Palm Sunday here in Catalonia is known as diumenge de rams, or "branches Sunday," which is funny considering that there actually are palms, in abundance, in this Mediterranean locale. Unlike, say, Vermont, where our palm branches must be imported from who knows where.

In fact, as I learned last weekend, Palm Sunday is actually more Eastery than Easter Sunday, in the sense that even if you never go to church during the rest of the year, Palm Sunday is the day you dress up your kids in patent leather shoes and pastel outfits, and take them to mass. According to the Mister's grandmother, everyone is supposed to wear something brand new for the first time.

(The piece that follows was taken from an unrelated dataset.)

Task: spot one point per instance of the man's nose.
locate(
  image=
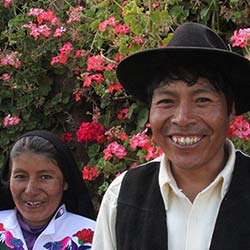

She debuted a lovely blue coat.

Another important ritual is the buying and waving of the palmons or palmes, the former being tall straight palm fronds gathered into a bundle and traditionally carried by little boys, the latter being palm fronds woven into miraculously intricate confections and carried by the girls.

These are sold the Saturday prior to Palm Sunday on the Rambla Catalunya, and since Saturday was a beautiful day, I took a bike ride down to see all of the handiwork. Each booth is laden with palms of all shapes and sizes, from delicate floral fingerlings like the one my mother-in-law gave me to elaborate works of art several meters high. In addition, they sell the candy rosaries, ribbons and tiny toys that are used to decorate the palms, as well as large bunches of laurel and thyme, which are also carried to mass on Sunday morning. (I would have taken pictures, but the Mister has the camera in Japan, with instructions to take pictures of the cherry trees. The photograph above comes from another blog, in Catalan, about the holiday.)

On Sunday I met the Mister's grandmother, mother, and our little niece in the plaza in front of the church, along with a huge crowd of other families. When the priest came out and read the Biblical passage describing the triumphal entry into Jerusalem, at every "alleluia," the palms and branches were lifted high into the air and shaken, and the straight bundles of palms carried by the boys were tamped into the ground. (From what I understand, they compete to see who can end up with the greatest length of frayed "broom.")

After Easter, many families hang the palms on their balconies, where they spend the year until the next Ash Wednesday, when they are burned to make the ash. If you're ever in Spain, if you look up from time to time, you'll notice the drying palmes strung across balconies' metal fretwork.